The number of these bankruptcies is likely to increase by 10 percent this year and even by 19 percent in 2023, according to the study published on Thursday.

The energy crisis, the threat of recession, high price increases and rising interest rates plus disrupted supply chains put companies under pressure.

In Germany, the increase of 5 percent this year and a further 17 percent in the coming year to 17,150 cases should be comparatively moderate - coming from a low level.

“In 2023, global insolvencies should roughly reach the level before the pandemic,” said Milo Bogaerts, head of Allianz Trade in Germany, Austria and Switzerland: “Germany is comparatively robust in an international comparison.” However, this country is also showing itself a noticeable increase again for the first time.
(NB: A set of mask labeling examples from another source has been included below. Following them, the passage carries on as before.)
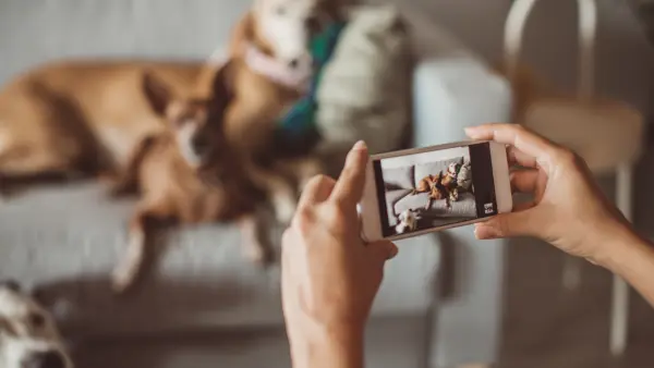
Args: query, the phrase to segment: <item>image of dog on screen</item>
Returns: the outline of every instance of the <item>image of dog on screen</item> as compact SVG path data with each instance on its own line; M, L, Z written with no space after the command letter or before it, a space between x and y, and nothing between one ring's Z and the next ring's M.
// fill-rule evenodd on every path
M391 235L477 218L468 147L382 160Z

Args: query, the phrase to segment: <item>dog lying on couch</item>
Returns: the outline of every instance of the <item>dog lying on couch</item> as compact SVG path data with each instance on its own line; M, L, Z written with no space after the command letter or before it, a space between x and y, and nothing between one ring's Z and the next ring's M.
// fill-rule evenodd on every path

According to the information, in addition to Germany, the USA, China, Italy and Brazil have also recorded a persistently low level of insolvency.

In most countries, however, the turnaround has already taken place - especially in important European markets such as Great Britain, France, Spain, the Netherlands, Belgium and Switzerland.

"Increasing bankruptcies are already a reality in most countries," said Allianz Trade chief bankruptcy analyst Maxime Lemerle. "The key European markets account for two-thirds of the increase."

With high energy costs, rising interest rates and wages, companies were hit by three shocks to profitability.

Margins are already under pressure.

"According to our calculations, German companies can compensate for an average price increase of up to 50 percent if they manage to pass on about a quarter of the energy price increase to their customers," said Bogaerts.

"Everything above that is at the expense of profits." The mix of higher financing and wage costs with the simultaneous economic downturn has hit some sectors particularly hard.

Allianz Trade considers the construction, transport, telecommunications, mechanical and plant engineering, retail, white goods, electronics, automotive and textile industries to be most at risk.